Rezension

Parodie einer Superheldenfigur - im noch geteilten Deutschland

Zorro Vela - Norbert Zähringer

Zorro Vela
von Norbert Zähringer

Bewertet mit 3 Sternen

Renés Vater ist Oberst der Grenztruppen der DDR und der Junge ahnt, dass seine Klassenkameraden nur aus Respekt vor seinem Vater über Renés Witze lachen. Da der Genosse Major Reinhardt einen Schwung beschlagnahmte Comics und Romanhefte mit nachhause gebracht hat, deren Einfuhr in die DDR verboten war, ist René bestens mit Superheldenfiguren vertraut. So nennt sich der außerirdische Onari vom Planeten Oneiros, der in Gestalt eines Raben an Renés Fenster klopft, passenderweise Zorro Vela, um René zur Zusammenarbeit zu werben. Zorros Mission: er will gemeinsam mit mehreren Kindern aus Ost und West die Erde vor einer üblen Bande von Außerirdischen retten. Zorro ist Gestaltwandler, eine Fähigkeit, die alles andere als ein Traumjob sein muss. Man kann in einer Gestalt steckenbleiben, wenn man sie nicht schnell genug wieder abstreift, und dann mit dem erreichten Status unzufrieden sein. Wer möchte schon gern eine Kakerlake sein oder eine Schildkröte, deren Umwandlungsprozess noch Jahrzehnte dauern wird? Aber da sich Gestaltwandler eigentlich nur verbessern können, sind die Onari begierig darauf, sich zu verwandeln.

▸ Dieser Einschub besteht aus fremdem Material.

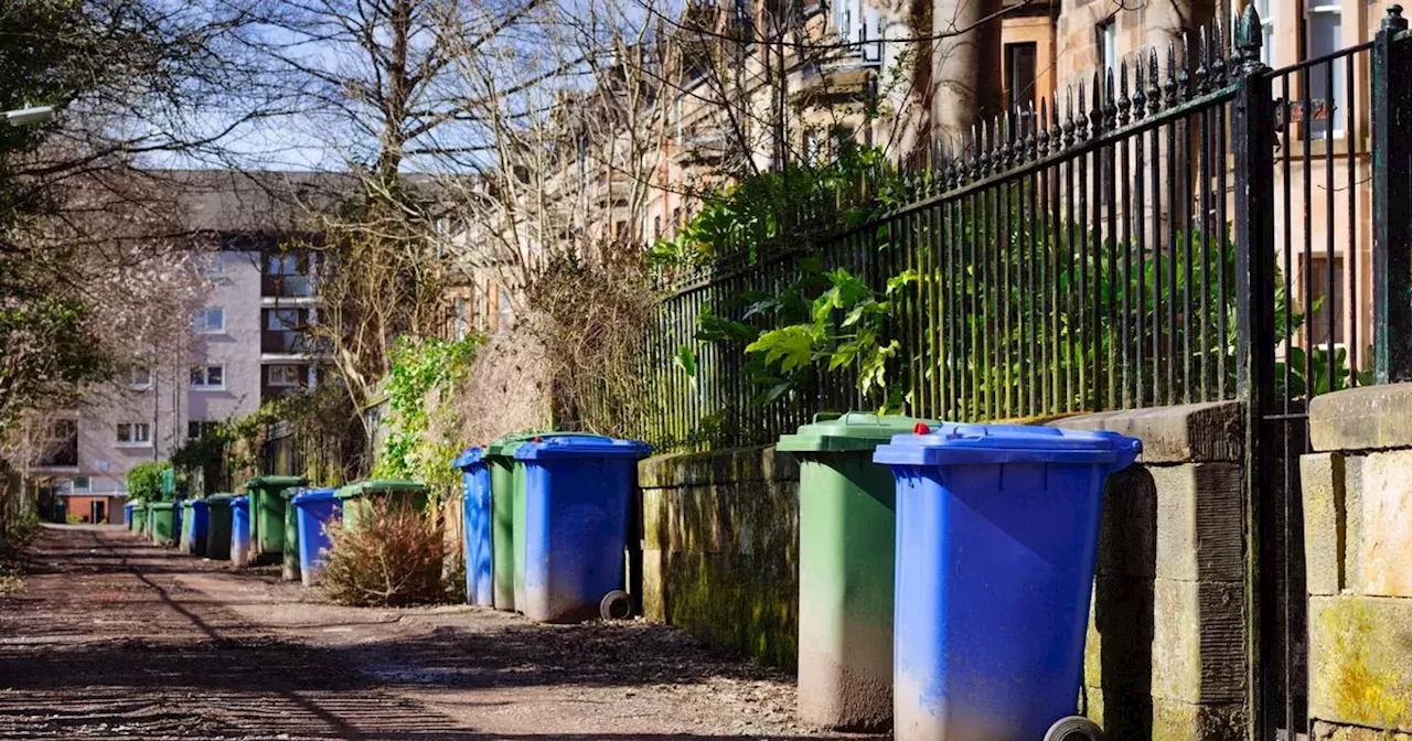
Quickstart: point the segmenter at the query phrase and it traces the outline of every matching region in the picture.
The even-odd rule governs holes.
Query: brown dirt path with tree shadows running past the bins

Als Zorro zum ersten Mal im geteilten Deutschland des Jahres 1989 landet, trifft er mitten auf den sauber geharkten und mit Flutlicht ausgeleuchteten Todestreifen zwischen Ost und West. Außerordentlich gesprächig erzählt er von seiner Mission, die er selbst reichlich seltsam findet. Als Leser kann man sich ganz nebenbei Gedanken darüber machen, warum der Begriff Außerirdische nur in einer Richtung angewendet wird - von anderen Planeten aus gesehen müssen wir Erdlinge ebenfalls sehr sonderbar wirken. Die Kinder der Gruppe geraten in Kontakt mit allerlei technischem Schnickschnack, müssen sich aber auch damit auseinandersetzen, wer im Ost-West-Konflikt eigentlich der Feind wäre, falls die DDR und die BRD beide angegriffen würden. Bei Reinhardts privat kommt - sehr verhalten - sogar das Thema Schießbefehl auf den Tisch. Norbert Zähringer versucht den Kalten Krieg mit dem Bild aufgestellter Domino-Steine zu vermitteln, bei denen ein einzelner Stein eine ganze Halle voller anderer Steine umwerfen kann. Die Orientierung, wer wen abhört und was die Amerikaner und die Russen damit zu tun haben, liefert das Buch nicht. Für die Zielgruppe 10-Jähriger hat es durchaus einige Längen, deren Sinn für die Handlung sich mir nicht erschließen konnte.

Die deutsche Teilung in aller Konsequenz mit Schießbefehl, Gefängnisstrafen für Republikflucht und Zwangsadoption der Kinder Republikflüchtiger kann das Buch nicht vermitteln. Es parodiert jedoch gekonnt eine Superheldenfigur und trifft den Humor-Level 10-Jähriger, vorausgesetzt, sie lassen sich vom Thema Außerirdische noch fesseln.